Die Musikschule in Freiburg erhält nach 75 Jahren erstmals ein eigenes Verwaltungsgebäude.
Es ist vermutlich das beste Geburtstagsgeschenk, das sich die Musikschule in Freiburg anlässlich ihres 75 Geburtstags wünschen konnte: in zentraler Lage in der Günterstalstraße bekommt sie zum ersten Mal seit ihrer Gründung als Teil des Jugendbildungswerks der Stadt ein eigenes Verwaltungsgebäude. In einer denkmalgeschützten, aus zwei Gebäuden bestehenden Villa, verfügt sie künftig über 600 Quadratmeter, die sich auf 16 Räume verteilen. Hinzu kommen 300 Quadratmeter Lagerfläche im Keller.
Im Erdgeschoss wird die Verwaltung der Schule, die seit rund 45 Jahren als eigenständiger Verein geführt wird, eingerichtet und fünf Räume in Beschlag nehmen. In den beiden Obergeschossen werden Proberäume für Solisten und Ensembles ermöglicht. Auch öffentliche Konzerte und Veranstaltungen in der einstigen Gastronomie im Erdgeschoss sind geplant. „Wir wollen hier so viel Musik spielen wie möglich“, erklärt Schulleiter Eckhard Hollweg.
Offizielle Eröffnung ist für Januar geplant
Viel verändern müssen die neuen Mieter dafür nicht, das Haus wurde vor zwölf Jahren umfassend saniert. Der Mietvertrag läuft seit diesem Monat. Die offizielle Eröffnungsfeier könnte schon im Januar stattfinden, so Oberbürgermeister Martin Horn (parteilos) bei der Vorstellung des Projekts.
Man sei „überglücklich“ über diese Entwicklung, so Eckhard Hollweg. Die Stadt habe ein starkes Zeichen für den Stellenwert der Kultur in Freiburg gesetzt. Denn die Bedeutung einer „analogen“ Musikschule für jedermann in der Stadt, an der vor allem junge Menschen im musikalischen Zusammenspiel lernen, aufeinander zu hören, sei gerade in der zunehmend digitalen Welt sehr groß. „Spielen ist die beste Form des Lernens“, ist Hollweg überzeugt.
Musikschule schon lange auf der Suche nach zentralem Standort
Dass der neue Standort gefunden und angemietet werden konnte, sei dem Engagement vieler Menschen in der Musikschule, in deren Förderverein, aber auch in der Verwaltung zu verdanken, so Freiburgs Schulbürgermeisterin Christine Buchheit (Grüne).
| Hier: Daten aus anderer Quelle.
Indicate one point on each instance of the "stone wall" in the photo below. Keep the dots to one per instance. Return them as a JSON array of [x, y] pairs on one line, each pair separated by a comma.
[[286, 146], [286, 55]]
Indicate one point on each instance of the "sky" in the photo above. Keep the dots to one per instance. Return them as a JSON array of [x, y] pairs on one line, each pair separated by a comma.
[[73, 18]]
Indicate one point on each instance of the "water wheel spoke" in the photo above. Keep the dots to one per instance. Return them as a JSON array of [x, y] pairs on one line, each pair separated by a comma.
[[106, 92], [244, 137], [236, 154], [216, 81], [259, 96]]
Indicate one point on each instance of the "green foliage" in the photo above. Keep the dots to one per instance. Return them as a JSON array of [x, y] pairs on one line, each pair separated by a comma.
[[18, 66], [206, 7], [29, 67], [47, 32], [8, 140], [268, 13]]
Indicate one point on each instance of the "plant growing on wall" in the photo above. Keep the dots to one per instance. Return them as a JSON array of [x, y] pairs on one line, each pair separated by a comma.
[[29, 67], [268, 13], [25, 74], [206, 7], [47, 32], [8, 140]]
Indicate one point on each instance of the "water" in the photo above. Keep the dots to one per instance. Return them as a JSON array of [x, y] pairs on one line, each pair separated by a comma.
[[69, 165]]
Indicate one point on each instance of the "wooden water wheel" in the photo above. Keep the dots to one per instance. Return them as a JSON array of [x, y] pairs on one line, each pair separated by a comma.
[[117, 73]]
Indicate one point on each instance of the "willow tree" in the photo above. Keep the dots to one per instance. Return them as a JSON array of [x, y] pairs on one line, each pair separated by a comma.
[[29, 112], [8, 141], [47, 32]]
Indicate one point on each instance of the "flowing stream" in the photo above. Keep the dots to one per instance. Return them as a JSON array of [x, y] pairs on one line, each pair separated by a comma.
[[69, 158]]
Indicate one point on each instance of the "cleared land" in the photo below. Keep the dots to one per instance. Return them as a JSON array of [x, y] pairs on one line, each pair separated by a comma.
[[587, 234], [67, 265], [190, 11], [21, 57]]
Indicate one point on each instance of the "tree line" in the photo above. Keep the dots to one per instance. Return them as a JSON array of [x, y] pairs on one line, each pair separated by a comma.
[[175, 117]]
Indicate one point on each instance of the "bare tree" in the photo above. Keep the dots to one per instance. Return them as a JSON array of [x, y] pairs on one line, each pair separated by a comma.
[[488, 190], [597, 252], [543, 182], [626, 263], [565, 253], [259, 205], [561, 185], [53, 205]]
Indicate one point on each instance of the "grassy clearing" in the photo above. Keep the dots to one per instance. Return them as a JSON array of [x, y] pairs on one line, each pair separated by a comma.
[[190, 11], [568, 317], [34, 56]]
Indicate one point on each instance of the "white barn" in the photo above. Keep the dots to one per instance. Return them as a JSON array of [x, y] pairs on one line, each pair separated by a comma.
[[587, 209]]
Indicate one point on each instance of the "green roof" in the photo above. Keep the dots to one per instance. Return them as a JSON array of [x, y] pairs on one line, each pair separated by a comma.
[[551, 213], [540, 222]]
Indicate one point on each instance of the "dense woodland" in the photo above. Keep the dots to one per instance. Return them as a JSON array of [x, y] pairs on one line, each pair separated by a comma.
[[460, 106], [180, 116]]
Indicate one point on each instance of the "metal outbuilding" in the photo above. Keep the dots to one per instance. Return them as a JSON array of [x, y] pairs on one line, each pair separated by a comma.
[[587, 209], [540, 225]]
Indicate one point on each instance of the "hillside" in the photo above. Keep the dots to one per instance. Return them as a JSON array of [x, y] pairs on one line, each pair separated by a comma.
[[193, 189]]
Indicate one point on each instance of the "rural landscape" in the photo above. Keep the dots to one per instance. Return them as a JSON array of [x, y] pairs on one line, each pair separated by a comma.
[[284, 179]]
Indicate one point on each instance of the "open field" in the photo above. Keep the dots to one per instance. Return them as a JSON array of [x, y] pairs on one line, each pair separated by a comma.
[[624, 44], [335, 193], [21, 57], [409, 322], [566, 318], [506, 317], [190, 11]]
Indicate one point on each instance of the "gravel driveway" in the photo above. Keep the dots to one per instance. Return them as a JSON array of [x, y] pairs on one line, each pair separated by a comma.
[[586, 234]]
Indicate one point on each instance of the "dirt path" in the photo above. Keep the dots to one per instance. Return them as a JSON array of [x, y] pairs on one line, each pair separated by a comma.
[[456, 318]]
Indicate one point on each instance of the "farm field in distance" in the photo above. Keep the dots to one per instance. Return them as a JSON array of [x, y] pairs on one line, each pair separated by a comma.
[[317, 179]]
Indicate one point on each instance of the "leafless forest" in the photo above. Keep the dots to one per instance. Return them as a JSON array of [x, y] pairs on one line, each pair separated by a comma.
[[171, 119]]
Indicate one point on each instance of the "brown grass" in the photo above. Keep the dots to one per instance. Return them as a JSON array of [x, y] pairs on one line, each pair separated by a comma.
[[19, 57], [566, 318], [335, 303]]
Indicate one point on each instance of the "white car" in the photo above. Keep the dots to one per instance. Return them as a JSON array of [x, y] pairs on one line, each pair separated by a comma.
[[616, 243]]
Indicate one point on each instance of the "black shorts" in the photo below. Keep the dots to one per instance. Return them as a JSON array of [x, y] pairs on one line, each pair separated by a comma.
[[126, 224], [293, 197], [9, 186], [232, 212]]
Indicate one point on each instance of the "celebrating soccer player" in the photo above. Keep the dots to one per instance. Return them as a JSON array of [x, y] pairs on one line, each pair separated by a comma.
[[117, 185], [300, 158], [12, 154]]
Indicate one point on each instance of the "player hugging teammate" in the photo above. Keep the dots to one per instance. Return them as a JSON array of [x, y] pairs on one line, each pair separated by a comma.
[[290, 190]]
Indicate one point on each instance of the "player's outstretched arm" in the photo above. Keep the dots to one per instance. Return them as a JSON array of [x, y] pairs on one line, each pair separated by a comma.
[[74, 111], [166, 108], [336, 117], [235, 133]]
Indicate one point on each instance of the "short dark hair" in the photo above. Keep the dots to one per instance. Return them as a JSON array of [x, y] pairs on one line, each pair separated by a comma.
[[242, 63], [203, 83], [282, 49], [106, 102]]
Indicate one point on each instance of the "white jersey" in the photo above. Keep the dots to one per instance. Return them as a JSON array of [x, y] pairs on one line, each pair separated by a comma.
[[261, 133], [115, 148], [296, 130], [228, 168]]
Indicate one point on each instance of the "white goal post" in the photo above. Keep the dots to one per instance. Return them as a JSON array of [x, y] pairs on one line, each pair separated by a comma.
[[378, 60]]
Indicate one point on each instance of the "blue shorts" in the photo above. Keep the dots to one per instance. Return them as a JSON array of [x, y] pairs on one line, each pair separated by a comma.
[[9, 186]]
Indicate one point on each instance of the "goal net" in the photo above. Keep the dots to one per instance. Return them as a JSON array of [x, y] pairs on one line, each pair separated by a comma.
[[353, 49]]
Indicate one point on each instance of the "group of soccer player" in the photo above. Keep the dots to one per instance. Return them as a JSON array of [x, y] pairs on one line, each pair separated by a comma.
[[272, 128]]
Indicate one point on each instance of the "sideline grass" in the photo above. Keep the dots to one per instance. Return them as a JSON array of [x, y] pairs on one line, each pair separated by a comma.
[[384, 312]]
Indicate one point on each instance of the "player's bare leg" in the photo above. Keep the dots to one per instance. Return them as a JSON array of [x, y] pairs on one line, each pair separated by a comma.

Auch für Vermieterin Gertraud Hurrle geht mit dem nun vorgestellten Projekt ein Herzenswunsch in Erfüllung. Sie lebe seit rund einem Vierteljahrhundert in der Stadt und habe schon lange mitbekommen, dass die Musikschule auf der Suche nach einem zentralen Standort in Freiburg gewesen sei. Als dann eine Gastronomie und eine Firma in ihrem Gebäude als Mieter gekündigt hätten, sei dies der ideale Zeitpunkt gewesen.
Musikangebote weiterhin in allen Stadtteilen
Auch für den Förderverein der Musikschule, der Unterrichtsprojekte für sozial schwach Gestellte oder ein Musikprojekt mit Lehrern und Schülern aus der Ukraine in vielfältiger Weise auch finanziell unterstützt, sei der neue Standort eine große Sache, so Vorstandsmitglied Alexander Schöpsdau. Egal, mit wem man redet, die unbefriedigende Raumsituation der Schule hat in der Vergangenheit jedem zu schaffen gemacht, der sich dort engagiert. Man sei nun endlich sichtbarer als vorher im Stadtbild, so Eckhard Hollweg. Jede Schule habe schließlich ein eigenes Gebäude, „und wir jetzt endlich auch.“ Durch die räumliche Nähe zu den Probestandorten im Haus der Jugend und in der Turnseeschule sei nun so etwas wie ein musikpädagogischer Triangel in Freiburg entstanden.
Insgesamt werden an der Musikschule Freiburg rund 3100 überwiegend junge Menschen musikalisch ausgebildet. An dem Konzept, Probe- und Unterrichtsmöglichkeiten in allen Stadtteilen anzubieten, werde sich nichts ändern, so Eckhard Hollweg.